The last time Nintendo did a system upgrade like this, there were problems. The DSi, an improvement over the DS and DS Lite, allowed for exclusive games and an online shop for games. Though I'll always carry a torch for the DSiWare lineup, those DSi-exclusive games appeared to bomb. Nintendo's upgrade didn't increase software sales. The hardware sold, but mostly because of the success of the DS and DS Lite, as well as the existing software base.
More recently, Nintendo did something similar, spinning the 3DS off into the 2DS. The new system wasn't technologically different, but aesthetically, it was a drastic departure in the same vein as the Game Boy Micro. The Nintendo 2DS and the Micro both sold under expectations. While we don't know exact 2DS numbers, the fact Nintendo hasn't trumpeted the sales regularly in a press release means the 2DS wasn't a slam dunk, even more surprising considering it launched alongside a Pokémon title.

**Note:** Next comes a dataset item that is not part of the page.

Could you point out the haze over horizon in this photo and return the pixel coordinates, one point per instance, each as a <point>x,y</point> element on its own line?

Looking further back, Nintendo did something similar with the Game Boy Color back in the late '90s, but that's a much different situation. The Game Boy Color came out almost a decade after the original Game Boy, and the landscape wasn't as crowded with downloadable games, mobile platforms, and more. As a kid, I remember it not being super clear what worked on the Game Boy Color and what didn't, and that’s with much clearer branding than "3DS" and "New 3DS."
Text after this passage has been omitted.